The German government doesn’t have a lot of options and could be seriously constrained if it sticks to the current plan. It has only a few options available:
1) If nothing happens, the German government will have to undertake a serious fiscal consolidation effort in 2023 precisely when recession risks are at their peak. This is currently what Finance Minister Lindner claims to be his plan and against which here is little push back in the coalition.
2) The forthcoming decision by the European Commission to extend the general exemption clause of the SGP for another year could provide the perfect cover for the German government to kick the can down the road. This would allow keeping the illusion and the FDP’s promise intact for the moment.

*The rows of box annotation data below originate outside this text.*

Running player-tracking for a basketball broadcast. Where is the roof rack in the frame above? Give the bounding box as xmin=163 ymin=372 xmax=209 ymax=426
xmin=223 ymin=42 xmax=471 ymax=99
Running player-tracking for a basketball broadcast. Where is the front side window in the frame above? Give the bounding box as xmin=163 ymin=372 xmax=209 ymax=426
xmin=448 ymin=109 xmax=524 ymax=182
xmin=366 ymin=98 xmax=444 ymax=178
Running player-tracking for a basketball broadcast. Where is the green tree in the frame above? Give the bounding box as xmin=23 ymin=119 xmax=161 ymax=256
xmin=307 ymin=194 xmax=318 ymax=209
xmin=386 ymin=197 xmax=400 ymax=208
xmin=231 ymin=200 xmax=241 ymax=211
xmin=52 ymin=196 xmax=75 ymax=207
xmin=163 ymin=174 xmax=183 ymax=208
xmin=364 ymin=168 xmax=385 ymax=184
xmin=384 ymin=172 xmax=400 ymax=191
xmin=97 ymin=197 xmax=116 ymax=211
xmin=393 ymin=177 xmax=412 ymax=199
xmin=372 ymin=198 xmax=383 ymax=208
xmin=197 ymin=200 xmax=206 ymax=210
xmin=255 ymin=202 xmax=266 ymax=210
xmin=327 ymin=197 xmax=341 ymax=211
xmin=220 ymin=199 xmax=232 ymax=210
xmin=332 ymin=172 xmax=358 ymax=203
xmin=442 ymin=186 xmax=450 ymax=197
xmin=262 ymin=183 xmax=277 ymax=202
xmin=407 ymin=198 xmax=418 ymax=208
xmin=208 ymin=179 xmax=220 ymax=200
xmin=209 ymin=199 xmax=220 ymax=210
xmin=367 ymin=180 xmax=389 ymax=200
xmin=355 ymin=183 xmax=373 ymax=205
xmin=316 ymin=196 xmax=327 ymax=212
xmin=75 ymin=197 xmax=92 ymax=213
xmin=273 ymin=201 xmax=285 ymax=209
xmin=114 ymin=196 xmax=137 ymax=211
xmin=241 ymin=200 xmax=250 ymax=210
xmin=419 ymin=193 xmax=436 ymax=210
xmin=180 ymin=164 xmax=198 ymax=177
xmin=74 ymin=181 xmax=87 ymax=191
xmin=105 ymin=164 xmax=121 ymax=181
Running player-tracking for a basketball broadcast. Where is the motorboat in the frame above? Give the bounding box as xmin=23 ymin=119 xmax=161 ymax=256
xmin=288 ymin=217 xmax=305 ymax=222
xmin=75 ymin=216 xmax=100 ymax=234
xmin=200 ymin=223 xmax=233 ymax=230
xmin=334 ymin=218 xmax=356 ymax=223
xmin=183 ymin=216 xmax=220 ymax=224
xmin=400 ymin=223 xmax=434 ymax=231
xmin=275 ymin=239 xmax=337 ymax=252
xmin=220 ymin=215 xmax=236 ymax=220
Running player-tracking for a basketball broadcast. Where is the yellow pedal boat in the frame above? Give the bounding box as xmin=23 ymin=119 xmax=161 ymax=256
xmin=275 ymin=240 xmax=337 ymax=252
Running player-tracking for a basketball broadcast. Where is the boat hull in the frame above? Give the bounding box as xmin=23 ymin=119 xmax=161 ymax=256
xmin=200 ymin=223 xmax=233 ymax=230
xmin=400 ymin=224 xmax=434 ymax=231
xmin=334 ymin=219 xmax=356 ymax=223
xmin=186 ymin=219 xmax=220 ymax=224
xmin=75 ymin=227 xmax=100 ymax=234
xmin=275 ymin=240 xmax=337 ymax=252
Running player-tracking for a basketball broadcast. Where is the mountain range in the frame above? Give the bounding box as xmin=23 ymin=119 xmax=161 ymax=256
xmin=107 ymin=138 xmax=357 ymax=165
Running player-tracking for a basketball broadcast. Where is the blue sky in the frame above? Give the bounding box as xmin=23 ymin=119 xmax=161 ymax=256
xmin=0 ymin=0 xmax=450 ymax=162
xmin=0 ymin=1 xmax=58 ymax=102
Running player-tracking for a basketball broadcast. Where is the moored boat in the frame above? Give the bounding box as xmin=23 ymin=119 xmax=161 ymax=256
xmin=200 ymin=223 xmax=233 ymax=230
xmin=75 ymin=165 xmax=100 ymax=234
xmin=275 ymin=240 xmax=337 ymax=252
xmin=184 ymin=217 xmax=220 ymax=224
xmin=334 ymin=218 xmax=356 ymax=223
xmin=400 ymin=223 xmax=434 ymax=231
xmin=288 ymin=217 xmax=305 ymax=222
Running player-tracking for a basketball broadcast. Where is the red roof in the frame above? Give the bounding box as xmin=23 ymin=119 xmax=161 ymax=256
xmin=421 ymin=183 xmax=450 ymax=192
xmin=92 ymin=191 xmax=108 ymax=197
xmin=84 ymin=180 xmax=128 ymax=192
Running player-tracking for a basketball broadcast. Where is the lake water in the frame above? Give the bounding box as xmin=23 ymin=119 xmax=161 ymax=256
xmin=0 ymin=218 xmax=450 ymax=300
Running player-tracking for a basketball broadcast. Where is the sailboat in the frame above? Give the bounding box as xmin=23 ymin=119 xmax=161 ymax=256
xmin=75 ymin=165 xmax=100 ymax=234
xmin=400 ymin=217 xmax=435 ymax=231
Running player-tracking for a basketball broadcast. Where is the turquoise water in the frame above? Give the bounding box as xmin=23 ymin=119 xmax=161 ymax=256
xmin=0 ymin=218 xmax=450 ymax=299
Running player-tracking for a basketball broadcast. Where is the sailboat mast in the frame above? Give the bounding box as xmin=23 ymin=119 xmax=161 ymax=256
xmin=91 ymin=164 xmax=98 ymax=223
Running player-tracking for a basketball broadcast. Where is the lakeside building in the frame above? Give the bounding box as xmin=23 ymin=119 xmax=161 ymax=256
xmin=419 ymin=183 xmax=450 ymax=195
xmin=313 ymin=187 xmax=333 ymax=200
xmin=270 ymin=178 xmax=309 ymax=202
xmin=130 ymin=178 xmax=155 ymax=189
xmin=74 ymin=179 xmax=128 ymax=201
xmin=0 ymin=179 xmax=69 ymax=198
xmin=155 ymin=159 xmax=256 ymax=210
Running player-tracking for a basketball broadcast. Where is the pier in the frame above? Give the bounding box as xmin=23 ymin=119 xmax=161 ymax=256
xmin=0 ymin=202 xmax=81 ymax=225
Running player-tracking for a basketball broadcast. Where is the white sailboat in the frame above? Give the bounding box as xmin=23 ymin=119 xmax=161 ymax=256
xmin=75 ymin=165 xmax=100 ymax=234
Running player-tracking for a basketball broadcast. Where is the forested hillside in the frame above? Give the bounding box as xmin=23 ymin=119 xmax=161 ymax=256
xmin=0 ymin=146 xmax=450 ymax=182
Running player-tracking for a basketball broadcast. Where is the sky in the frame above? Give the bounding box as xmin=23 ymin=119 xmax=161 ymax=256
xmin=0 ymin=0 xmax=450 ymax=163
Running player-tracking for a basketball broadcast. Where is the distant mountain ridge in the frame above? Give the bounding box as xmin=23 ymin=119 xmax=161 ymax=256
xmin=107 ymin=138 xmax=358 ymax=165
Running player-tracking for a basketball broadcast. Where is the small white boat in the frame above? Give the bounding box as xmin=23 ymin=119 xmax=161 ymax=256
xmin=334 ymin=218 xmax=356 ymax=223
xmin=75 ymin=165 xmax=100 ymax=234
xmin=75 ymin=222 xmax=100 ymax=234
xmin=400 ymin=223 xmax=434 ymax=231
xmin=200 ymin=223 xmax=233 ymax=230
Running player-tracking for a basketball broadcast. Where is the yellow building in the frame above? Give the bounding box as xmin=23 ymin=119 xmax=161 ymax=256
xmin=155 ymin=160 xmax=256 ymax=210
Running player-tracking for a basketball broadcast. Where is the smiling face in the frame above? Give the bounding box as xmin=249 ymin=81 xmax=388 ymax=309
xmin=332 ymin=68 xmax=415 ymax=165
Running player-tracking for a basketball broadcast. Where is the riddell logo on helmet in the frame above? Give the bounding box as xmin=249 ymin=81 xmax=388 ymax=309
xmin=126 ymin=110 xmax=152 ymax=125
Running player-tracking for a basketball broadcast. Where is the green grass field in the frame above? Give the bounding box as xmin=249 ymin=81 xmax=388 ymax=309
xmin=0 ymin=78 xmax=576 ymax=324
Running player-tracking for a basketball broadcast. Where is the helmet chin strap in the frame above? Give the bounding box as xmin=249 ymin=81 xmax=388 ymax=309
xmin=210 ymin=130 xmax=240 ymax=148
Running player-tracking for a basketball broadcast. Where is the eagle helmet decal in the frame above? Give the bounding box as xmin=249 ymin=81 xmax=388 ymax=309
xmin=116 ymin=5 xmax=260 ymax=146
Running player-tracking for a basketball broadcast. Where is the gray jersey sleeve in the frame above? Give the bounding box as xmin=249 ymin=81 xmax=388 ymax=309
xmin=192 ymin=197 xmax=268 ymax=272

3) The path of least resistance is probably to keep digging trenches in the schuldenbremse by using and abusing the flexibility offered by the calculation of the cyclical components and the output gap. A thorough revision of the calculation methods such as that proposed by Dezernat Zukunft would create short term fiscal space and allow to delay the debate on a more thorough reform of the rules further down the road.
4) But a decision by the German Constitution Court on the new funds/SPV could also be coming in the coming months and somewhat challenge this practice of voodoo accounting and obfuscation. After throwing this conversation away for a long time, it might then come back like a boomerang and impose a reckoning.